Betriebsbedingte Kündigung schützt die Schwachen

Berlin (dpa/tmn) - Entlassungen bei Lufthansa und Neckermann: Wenn ein Unternehmen Stellen abbauen muss, trifft es eine sogenannte Sozialauswahl. Vier Kriterien entscheiden über Bleiben oder Gehen.

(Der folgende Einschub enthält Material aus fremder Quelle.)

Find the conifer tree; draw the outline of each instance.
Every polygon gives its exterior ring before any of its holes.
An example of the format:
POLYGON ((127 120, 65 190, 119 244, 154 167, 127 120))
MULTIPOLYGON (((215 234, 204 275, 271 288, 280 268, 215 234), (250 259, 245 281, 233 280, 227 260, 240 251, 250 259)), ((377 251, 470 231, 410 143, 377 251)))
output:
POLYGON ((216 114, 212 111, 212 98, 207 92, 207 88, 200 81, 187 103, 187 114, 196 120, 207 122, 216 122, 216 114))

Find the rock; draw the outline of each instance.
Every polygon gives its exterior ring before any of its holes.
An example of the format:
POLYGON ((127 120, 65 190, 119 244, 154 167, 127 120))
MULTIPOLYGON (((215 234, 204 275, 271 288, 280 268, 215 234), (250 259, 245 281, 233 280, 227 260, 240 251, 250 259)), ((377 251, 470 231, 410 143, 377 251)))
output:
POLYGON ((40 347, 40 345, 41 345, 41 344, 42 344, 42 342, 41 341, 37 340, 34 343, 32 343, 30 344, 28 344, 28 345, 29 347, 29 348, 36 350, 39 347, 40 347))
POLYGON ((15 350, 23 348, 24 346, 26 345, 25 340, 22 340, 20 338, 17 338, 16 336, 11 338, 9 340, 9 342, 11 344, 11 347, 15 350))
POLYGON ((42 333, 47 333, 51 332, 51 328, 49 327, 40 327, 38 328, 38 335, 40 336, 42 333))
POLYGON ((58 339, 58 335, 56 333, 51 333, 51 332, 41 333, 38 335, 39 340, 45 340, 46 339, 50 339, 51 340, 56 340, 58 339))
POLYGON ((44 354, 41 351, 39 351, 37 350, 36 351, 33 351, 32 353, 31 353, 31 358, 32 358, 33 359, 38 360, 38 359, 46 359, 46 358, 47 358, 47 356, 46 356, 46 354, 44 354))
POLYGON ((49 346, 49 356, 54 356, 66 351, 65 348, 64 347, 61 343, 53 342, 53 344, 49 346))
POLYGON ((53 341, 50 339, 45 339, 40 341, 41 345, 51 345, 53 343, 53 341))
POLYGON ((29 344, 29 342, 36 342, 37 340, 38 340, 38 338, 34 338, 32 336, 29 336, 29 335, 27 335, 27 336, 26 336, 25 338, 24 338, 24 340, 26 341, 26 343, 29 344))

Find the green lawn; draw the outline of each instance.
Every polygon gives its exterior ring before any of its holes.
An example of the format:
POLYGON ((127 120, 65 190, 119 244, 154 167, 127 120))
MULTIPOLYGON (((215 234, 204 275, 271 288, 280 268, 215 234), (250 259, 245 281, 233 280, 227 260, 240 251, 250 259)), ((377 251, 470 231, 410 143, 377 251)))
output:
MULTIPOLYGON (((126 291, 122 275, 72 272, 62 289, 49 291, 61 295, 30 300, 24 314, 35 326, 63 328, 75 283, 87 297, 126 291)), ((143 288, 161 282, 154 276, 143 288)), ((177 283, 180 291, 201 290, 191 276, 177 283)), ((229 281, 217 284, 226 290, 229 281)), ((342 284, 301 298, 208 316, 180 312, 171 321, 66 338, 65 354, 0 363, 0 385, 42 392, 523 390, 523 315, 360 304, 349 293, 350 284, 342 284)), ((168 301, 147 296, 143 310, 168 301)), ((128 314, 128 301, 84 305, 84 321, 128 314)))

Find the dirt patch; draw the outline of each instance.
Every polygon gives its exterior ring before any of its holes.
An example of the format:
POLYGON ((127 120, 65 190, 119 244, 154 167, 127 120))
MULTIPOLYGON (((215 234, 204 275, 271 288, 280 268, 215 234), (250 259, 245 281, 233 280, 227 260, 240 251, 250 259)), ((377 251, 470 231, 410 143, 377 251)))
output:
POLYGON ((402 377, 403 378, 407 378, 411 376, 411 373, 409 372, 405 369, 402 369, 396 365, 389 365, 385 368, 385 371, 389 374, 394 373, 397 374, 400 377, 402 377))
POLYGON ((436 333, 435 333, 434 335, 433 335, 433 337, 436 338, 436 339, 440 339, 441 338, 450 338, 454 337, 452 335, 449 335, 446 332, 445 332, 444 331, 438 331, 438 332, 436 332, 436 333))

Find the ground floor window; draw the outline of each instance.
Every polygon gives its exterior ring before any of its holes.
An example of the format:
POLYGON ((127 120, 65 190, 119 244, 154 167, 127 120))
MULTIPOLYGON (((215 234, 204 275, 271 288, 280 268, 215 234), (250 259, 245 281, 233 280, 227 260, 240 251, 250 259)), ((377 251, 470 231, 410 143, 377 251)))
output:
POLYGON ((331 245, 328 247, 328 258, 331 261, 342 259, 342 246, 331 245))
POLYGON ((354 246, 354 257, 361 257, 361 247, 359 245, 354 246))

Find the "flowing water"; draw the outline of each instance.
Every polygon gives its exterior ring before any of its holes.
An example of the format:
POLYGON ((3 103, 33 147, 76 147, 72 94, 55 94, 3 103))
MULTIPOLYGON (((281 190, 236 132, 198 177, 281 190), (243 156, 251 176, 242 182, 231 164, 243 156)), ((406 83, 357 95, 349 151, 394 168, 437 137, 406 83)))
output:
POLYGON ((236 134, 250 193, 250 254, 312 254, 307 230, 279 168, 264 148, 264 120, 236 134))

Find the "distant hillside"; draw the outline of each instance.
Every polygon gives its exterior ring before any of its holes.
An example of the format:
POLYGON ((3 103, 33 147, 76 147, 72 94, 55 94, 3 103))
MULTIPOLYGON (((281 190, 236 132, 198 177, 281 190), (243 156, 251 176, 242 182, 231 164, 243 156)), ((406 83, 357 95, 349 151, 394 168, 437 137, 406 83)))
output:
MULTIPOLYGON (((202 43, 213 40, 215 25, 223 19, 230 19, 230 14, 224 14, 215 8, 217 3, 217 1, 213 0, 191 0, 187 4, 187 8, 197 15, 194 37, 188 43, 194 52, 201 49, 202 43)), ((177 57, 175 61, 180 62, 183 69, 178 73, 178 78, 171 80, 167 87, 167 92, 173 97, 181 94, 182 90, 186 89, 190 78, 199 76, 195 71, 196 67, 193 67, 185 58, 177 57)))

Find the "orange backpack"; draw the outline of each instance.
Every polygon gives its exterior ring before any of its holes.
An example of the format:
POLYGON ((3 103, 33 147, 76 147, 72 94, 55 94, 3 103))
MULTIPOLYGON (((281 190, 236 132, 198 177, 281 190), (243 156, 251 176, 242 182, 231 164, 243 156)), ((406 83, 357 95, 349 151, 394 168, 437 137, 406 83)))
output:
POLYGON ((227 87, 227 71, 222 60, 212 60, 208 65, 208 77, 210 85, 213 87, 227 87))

Bei betriebsbedingten Kündigungen muss ein Unternehmen möglichst sozial gerecht vorgehen. Diese sogenannte Sozialauswahl sei eine Voraussetzung dafür, dass es überhaupt Kündigungen aussprechen dürfe, erklärt Nathalie Oberthür, Mitglied im Vorstand der Arbeitsgemeinschaft Arbeitsrecht des Deutschen Anwaltvereins. „Wenn also Arbeitsplätze wegfallen, muss innerhalb eines Kreises vergleichbarer Arbeitnehmer geschaut werden: Welche Mitarbeiter sind sozial am schutzwürdigsten?“

Immer wieder machen große Unternehmen mit Massenentlassungen Schlagzeilen. Zuletzt kündigten Neckermann und Lufthansa Entlassungen von 1380 und von 3500 Stellen an. Mitarbeiter, in deren Arbeitsbereich Stellen eingespart werden sollen, werden in vier Kategorien mit einander verglichen: Alter, Anzahl der Jahre im Unternehmen, Unterhaltspflichten gegenüber Kindern, Ehegatten oder Eltern sowie Schwerbehinderung. „Danach entscheidet sich dann, wen es tatsächlich trifft“, sagt Oberthür.

Ein Sonderfall sei die Schwerbehinderung. Denn um überhaupt einem schwerbehinderten Mitarbeiter kündigen zu dürfen, müsse das Integrationsamt zustimmen. Sonst fielen Schwerbehinderte von vornherein aus der Sozialauswahl heraus, erklärt die Juristin.

Die vier Kriterien würden außerdem unterschiedlich gewichtet. Eine allgemeingültige Richtlinie dafür gebe es aber nicht. „Wenn Sie jemanden haben, der zwei Jahre älter ist, dafür ist der andere zwei Jahre länger beschäftigt, dann ist das schwierig, dann müssen Sie eine Gesamtbewertung treffen“, so Oberthür. „Da hat der Arbeitgeber einen gewissen Spielraum.“

Wer rausfliegt, obwohl er sich selbst als schutzwürdig einstuft, könne eine Kündigungsschutzklage einreichen. Allerdings liege dann die sogenannte Darlegungs- und Beweispflicht beim Arbeitnehmer. Er muss laut Oberthür darstellen, welche vergleichbaren Mitarbeiter es gibt und welche Sozialdaten sie haben. Weil er das aber in der Regel nicht ohne Weiteres kann, sei der Arbeitgeber in diesem Punkt verpflichtet, ihm Auskunft zu geben.